TO THE EARL OF HERTFORD.

ARLINGTON STREET, Wednesday, Feb. 15, 1764.

My dear Lord,—You ought to be witness to the fatigue I am suffering, before you can estimate the merit I have in being writing to you at this moment. Cast up eleven hours in the House of Commons on Monday, and above seventeen hours yesterday,—ay, seventeen at length,—and then you may guess if I am tired! nay, you must add seventeen hours that I may possibly be there on Friday, and then calculate if I am weary. In short, yesterday was the longest day ever known in the House of Commons—why, on the Westminster election at the end of my father's reign, I was at home by six. On Alexander Murray's affair, I believe, by five—on the militia, twenty people, I think, sat till six, but then they were only among themselves, no heat, no noise, no roaring. It was half an hour after seven this morning before I was at home.
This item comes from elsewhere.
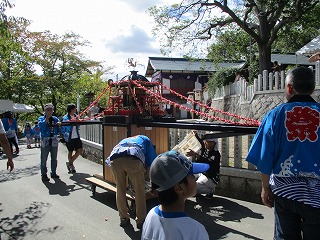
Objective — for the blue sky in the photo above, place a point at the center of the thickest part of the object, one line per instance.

Think of that, and then brag of your French parliaments!

What is ten times greater, Leonidas and the Spartan minority did not make such a stand at Thermopylae, as we did. Do you know, we had like to have been the majority? Xerxes[1] is frightened out of his senses; Sysigambis[1] has sent an express to Luton to forbid Phraates[1] coming to town to-morrow; Norton's[2] impudence has forsaken him; Bishop Warburton is at this moment reinstating Mr. Pitt's name in the dedication to his Sermons, which he had expunged for Sandwich's; and Sandwich himself is—at Paris, perhaps, by this time, for the first thing that I expect to hear to-morrow is, that he is gone off.

[Footnote 1: "Xerxes, Sysigambis, Phraates." These names contain allusions to one of Mdlle. Scudéri's novels, which, as D'Israeli remarks, are "representations of what passed at the Court of France"; but in this letter the scene of action is transferred to England. Xerxes is George III.; Sysigambis, the Princess Dowager; and Phraates is Lord Bute.]

[Footnote 2: Sir Fletcher Norton, the Speaker.]

Now are you mortally angry with me for trifling with you, and not telling you at once the particulars of this almost-revolution? You may be angry, but I shall take my own time, and shall give myself what airs I please both to you, my Lord Ambassador, and to you, my Lord Secretary of State, who will, I suppose, open this letter—if you have courage enough left. In the first place, I assume all the impertinence of a prophet,—aye, of that great curiosity, a prophet, who really prophesied before the event, and whose predictions have been accomplished. Have I, or have I not, announced to you the unexpected blows that would be given to the administration?—come, I will lay aside my dignity, and satisfy your impatience. There's moderation.

We sat all Monday hearing evidence against Mr. Wood,[1] that dirty wretch Webb, and the messengers, for their illegal proceedings against Mr. Wilkes. At midnight, Mr. Grenville offered us to adjourn or proceed. Mr. Pitt humbly begged not to eat or sleep till so great a point should be decided. On a division, in which though many said aye to adjourning, nobody would go out for fear of losing their seats, it was carried by 379 to 31, for proceeding—and then—half the House went away. The ministers representing the indecency of this, and Fitzherbert saying that many were within call, Stanley observed, that after voting against adjournment, a third part had adjourned themselves, when, instead of being within call, they ought to have been within hearing; this was unanswerable, and we adjourned.

[Footnote 1: Mr. Wood and Mr. Webb were the Under-Secretary of State and the Solicitor of the Treasury; and, as such, the officers chiefly responsible for the form of the warrant complained of.]

Yesterday we fell to again. It was one in the morning before the evidence was closed. Carrington, the messenger, was alone examined for seven hours. This old man, the cleverest of all ministerial terriers, was pleased with recounting his achievements, yet perfectly guarded and betraying nothing. However, the arcana imperii have been wofully laid open.